Hi. I know BJ said we are still to keep socially distant when meeting inside with family members, but what about the rule they announced 2 weeks ago about single people/parents and their kids meeting another household, as they were allowed to hug grandparents or other family members. Am I right in thinking that in my case it’s not ok for me to hug my parents or for my kids to hug their grandparents but it’s ok for my dsis and my nephews to hug them because my dsis is a single parent and has previously formed a bubble with them? If so I don’t quite understand the logic.

OP’s posts: |
Bol87 Tue 23-Jun-20 19:22:27

Problem is OP, it can’t be linear & obvious. It’s too complicated. The idea is those who have been living alone have had no hugs or socialisation with anyone for weeks. Thus, the rule is meant to ease some of that burden. Those living alone is a smaller percentage of the population.

Those who live with others presumably have been able to hug husbands, wives, children. And had actual company. So for now, the suggestion is we maintain a distance indoors to lower the risk while the virus is still circulating. If we could all just go back & hug, then we aren’t taking cautious steps. So start with those who need it most & then, hopefully by August it can be applied to all of us.

Does it seem ‘fair’, perhaps not. But this isn’t a very fair scenario we find ourselves in & we have to navigate out carefully!

Bol87 Tue 23-Jun-20 19:38:31

*im not counting children as ‘company’ 🙈 there’s a big difference between spending 24/7 with a child & 24/7 with an adult! I love my kids dearly but I’d have seriously struggled not to have company from another adult!

Samsen Wed 24-Jun-20 13:06:45

Not everyone living alone has been lonely though. I have friends who have had family round throughout lockdown and not in the garden. Where as I’ve had no one in my house or in my garden. My dsis works in direct contact with vulnerable people so is more high risk than me and my dh who have been working from home for the last 3 months.

OP’s posts: |
amicissimma Wed 24-Jun-20 13:20:39

I think that the guideless are being left vague to try to encourage us to start thinking for ourselves.

With regard to hugging, we can each do our own risk assessment. How dangerous is it if one of the people involved catches CV? How likely is it that someone involved has it? Ie how many other people have they been in contact with and how close, how many infected people are there in the community they live in? How important is it for the people to be hugged; perhaps they've been all alone for weeks, or perhaps they've been with family members who've hugged them.

Even those who are at particular risk if they catch CV should be allowed to weigh up the pros and cons themselves.
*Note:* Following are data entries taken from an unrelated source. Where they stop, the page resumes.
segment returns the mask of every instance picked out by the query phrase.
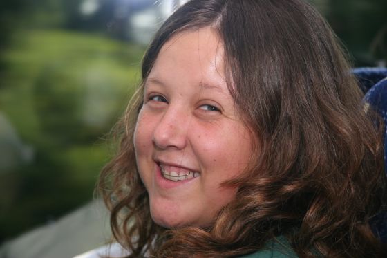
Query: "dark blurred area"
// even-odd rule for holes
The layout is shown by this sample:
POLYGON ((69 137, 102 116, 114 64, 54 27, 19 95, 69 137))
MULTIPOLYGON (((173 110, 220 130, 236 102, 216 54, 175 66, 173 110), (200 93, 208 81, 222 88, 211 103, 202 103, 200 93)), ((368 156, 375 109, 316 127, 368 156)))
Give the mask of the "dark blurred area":
MULTIPOLYGON (((0 2, 0 243, 91 201, 104 140, 173 0, 0 2)), ((385 66, 387 1, 311 0, 354 66, 385 66)))

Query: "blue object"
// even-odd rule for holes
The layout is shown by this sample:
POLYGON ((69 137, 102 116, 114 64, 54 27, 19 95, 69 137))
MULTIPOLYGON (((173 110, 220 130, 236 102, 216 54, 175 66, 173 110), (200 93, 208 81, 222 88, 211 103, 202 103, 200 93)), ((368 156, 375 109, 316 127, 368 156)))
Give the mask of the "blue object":
POLYGON ((361 67, 352 69, 359 85, 364 93, 381 80, 387 77, 387 68, 361 67))
MULTIPOLYGON (((360 68, 354 69, 353 73, 366 93, 365 104, 370 106, 384 121, 384 163, 387 172, 387 68, 360 68)), ((381 212, 372 218, 370 225, 381 241, 387 243, 387 212, 381 212)))

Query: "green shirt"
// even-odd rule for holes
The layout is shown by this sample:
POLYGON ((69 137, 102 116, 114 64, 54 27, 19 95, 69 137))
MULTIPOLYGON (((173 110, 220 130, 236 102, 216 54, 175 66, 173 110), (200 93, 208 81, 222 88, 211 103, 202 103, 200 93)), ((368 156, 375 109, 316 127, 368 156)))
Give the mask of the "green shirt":
POLYGON ((290 243, 285 237, 278 237, 270 241, 265 248, 259 251, 249 255, 239 257, 239 258, 296 258, 298 255, 294 252, 290 243))

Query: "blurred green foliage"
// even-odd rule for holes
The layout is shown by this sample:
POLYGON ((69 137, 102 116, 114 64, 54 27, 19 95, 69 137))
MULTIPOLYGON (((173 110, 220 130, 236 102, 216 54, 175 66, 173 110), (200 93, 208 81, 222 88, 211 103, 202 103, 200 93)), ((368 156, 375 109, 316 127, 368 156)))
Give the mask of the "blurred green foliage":
MULTIPOLYGON (((386 62, 387 1, 310 1, 356 66, 386 62)), ((138 83, 144 47, 122 41, 120 1, 95 0, 100 8, 84 15, 85 1, 0 1, 0 242, 92 198, 111 155, 101 138, 138 83), (2 116, 21 142, 4 133, 2 116), (7 137, 21 150, 2 149, 7 137), (1 168, 14 153, 23 158, 1 168)))
POLYGON ((1 111, 32 159, 0 173, 0 236, 54 219, 92 198, 109 157, 98 138, 138 82, 144 48, 59 30, 20 30, 1 58, 1 111))

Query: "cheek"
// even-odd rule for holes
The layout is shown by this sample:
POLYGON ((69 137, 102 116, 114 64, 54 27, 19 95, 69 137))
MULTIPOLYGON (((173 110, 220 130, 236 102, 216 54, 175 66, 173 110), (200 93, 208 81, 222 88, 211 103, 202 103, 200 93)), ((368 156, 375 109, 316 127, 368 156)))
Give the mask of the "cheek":
POLYGON ((134 131, 133 143, 136 156, 145 151, 151 144, 153 127, 151 120, 140 112, 134 131))

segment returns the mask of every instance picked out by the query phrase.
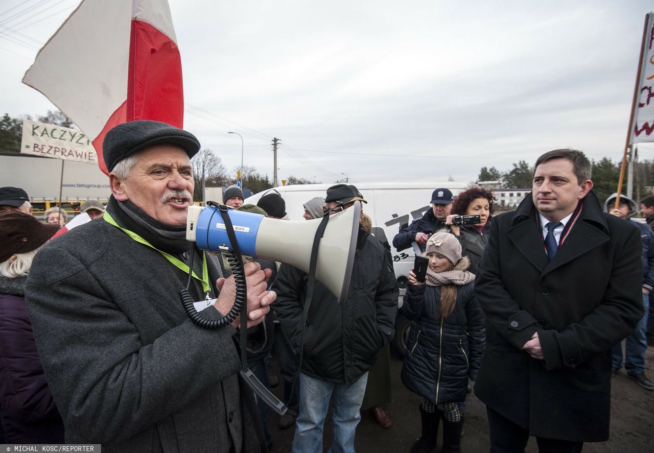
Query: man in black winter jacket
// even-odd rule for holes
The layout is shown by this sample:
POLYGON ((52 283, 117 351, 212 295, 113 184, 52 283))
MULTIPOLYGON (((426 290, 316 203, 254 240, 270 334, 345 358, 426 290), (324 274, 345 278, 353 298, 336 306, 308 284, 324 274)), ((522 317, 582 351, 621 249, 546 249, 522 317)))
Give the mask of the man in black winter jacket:
POLYGON ((447 228, 445 220, 452 210, 454 196, 449 189, 441 188, 432 193, 432 209, 424 213, 421 218, 416 219, 403 229, 393 238, 393 246, 398 252, 409 248, 416 243, 420 250, 424 251, 424 246, 429 237, 439 229, 447 228))
MULTIPOLYGON (((365 202, 356 188, 345 184, 328 189, 325 201, 335 211, 365 202)), ((395 274, 381 243, 360 227, 347 297, 339 304, 317 282, 303 342, 307 278, 283 264, 272 288, 278 295, 275 310, 282 329, 296 350, 303 351, 292 451, 322 450, 322 426, 332 399, 332 448, 354 452, 368 371, 379 349, 394 335, 398 295, 395 274)))

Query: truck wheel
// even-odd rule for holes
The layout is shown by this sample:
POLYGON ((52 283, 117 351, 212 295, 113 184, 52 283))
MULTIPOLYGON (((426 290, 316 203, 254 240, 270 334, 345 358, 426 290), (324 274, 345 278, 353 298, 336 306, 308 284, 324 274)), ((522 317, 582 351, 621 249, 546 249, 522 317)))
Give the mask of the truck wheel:
POLYGON ((397 318, 395 320, 395 337, 393 339, 393 348, 400 357, 404 357, 404 354, 407 350, 407 341, 409 339, 409 328, 413 324, 413 321, 409 321, 398 313, 397 318))

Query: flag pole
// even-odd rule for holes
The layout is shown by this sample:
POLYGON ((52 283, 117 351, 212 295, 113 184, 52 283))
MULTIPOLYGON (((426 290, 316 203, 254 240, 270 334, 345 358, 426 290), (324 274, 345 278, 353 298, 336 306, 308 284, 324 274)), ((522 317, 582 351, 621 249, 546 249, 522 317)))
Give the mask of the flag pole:
POLYGON ((645 16, 645 25, 643 26, 643 40, 640 43, 640 55, 638 57, 638 71, 636 73, 636 86, 634 87, 634 97, 631 101, 631 114, 629 116, 629 127, 627 130, 627 140, 625 143, 625 152, 622 156, 622 165, 620 165, 620 178, 617 183, 617 196, 615 197, 615 206, 617 209, 620 204, 620 193, 622 192, 622 183, 625 180, 625 167, 627 166, 627 153, 629 150, 629 139, 631 138, 632 128, 634 127, 634 115, 636 113, 636 103, 638 100, 638 88, 640 87, 640 72, 643 69, 643 55, 645 53, 645 41, 647 40, 647 23, 649 22, 649 14, 645 16))
POLYGON ((59 209, 61 209, 61 192, 63 192, 63 163, 65 162, 63 159, 61 159, 61 178, 59 181, 59 209))

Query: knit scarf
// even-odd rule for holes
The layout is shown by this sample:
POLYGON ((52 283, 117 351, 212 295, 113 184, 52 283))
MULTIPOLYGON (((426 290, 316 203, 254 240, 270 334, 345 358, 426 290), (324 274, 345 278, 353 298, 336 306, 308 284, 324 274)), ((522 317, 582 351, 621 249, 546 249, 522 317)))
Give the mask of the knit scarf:
POLYGON ((434 272, 427 269, 427 278, 425 283, 428 286, 441 286, 442 285, 464 285, 475 281, 475 275, 465 269, 470 266, 470 260, 464 256, 456 263, 452 271, 434 272))
POLYGON ((118 201, 112 196, 107 210, 116 222, 143 237, 159 250, 170 254, 188 252, 186 226, 174 227, 152 218, 129 200, 118 201))

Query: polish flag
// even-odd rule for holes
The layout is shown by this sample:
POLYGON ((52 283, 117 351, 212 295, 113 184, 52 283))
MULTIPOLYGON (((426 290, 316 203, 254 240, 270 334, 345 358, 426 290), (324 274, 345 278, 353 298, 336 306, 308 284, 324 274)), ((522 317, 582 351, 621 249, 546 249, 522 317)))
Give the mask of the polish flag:
POLYGON ((51 239, 54 239, 57 236, 63 235, 66 231, 69 231, 75 227, 78 227, 80 225, 84 225, 91 222, 91 218, 89 217, 88 214, 86 212, 82 212, 82 214, 75 216, 75 218, 69 222, 67 224, 64 225, 61 228, 59 229, 59 231, 54 233, 54 235, 51 237, 51 239))
POLYGON ((92 140, 109 175, 102 142, 114 126, 156 120, 183 127, 182 63, 168 2, 83 0, 39 52, 23 83, 92 140))

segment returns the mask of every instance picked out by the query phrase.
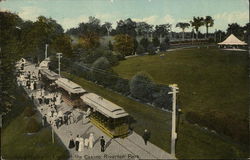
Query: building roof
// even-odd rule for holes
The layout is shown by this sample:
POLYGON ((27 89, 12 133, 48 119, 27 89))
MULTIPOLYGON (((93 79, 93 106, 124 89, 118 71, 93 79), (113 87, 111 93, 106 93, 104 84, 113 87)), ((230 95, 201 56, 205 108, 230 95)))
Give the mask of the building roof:
POLYGON ((40 69, 40 72, 50 80, 57 80, 60 77, 57 73, 49 69, 40 69))
POLYGON ((224 40, 223 42, 220 42, 218 44, 219 45, 247 45, 247 43, 239 40, 233 34, 231 34, 229 37, 227 37, 226 40, 224 40))
POLYGON ((56 84, 63 88, 64 90, 70 92, 70 93, 84 93, 86 92, 86 90, 84 90, 81 86, 79 86, 78 84, 70 81, 69 79, 66 78, 59 78, 56 81, 56 84))
POLYGON ((100 97, 94 93, 87 93, 81 96, 84 103, 102 113, 106 117, 121 118, 128 116, 128 113, 120 106, 100 97))

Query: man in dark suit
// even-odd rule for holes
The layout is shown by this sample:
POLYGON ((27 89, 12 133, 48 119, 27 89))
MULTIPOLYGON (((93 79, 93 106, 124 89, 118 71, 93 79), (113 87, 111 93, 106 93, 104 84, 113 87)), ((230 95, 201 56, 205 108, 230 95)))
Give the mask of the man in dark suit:
POLYGON ((100 143, 101 143, 101 152, 104 152, 105 140, 104 140, 103 136, 101 137, 100 143))
POLYGON ((145 129, 142 138, 144 139, 145 145, 147 145, 148 140, 150 139, 150 132, 145 129))

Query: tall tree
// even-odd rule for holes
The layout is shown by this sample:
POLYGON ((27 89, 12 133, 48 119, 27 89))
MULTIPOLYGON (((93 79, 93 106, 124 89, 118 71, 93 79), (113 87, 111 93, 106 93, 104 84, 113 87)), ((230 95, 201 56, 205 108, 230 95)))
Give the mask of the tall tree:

Someone with a terminal cancer diagnosis, having chemo, may feel that he'd like to spend his last days/weeks/months/years in close and hugging contact with the ones he loves and maybe die sooner. Another may prefer to hold out for the longer but more isolated life.

IrenetheQuaint Wed 24-Jun-20 13:25:57

There has never been any law against hugging. People just need to make their own risk assessments.

Angelonia Wed 24-Jun-20 13:28:14

Maybe in your specific case it doesn't make sense OP, but the guidelines can't consider every individual situation. Would you agree that in most cases a single person will be more in need of physical contact than someone who has spent lockdown with their partner?

ashmts Wed 24-Jun-20 13:51:58

@Samsen Well then your friends haven't been abiding by the guidance? If you wish to continue being responsible then you'll decide to continue following the guidance. If your sister lives alone they're her support bubble. Your DH is yours.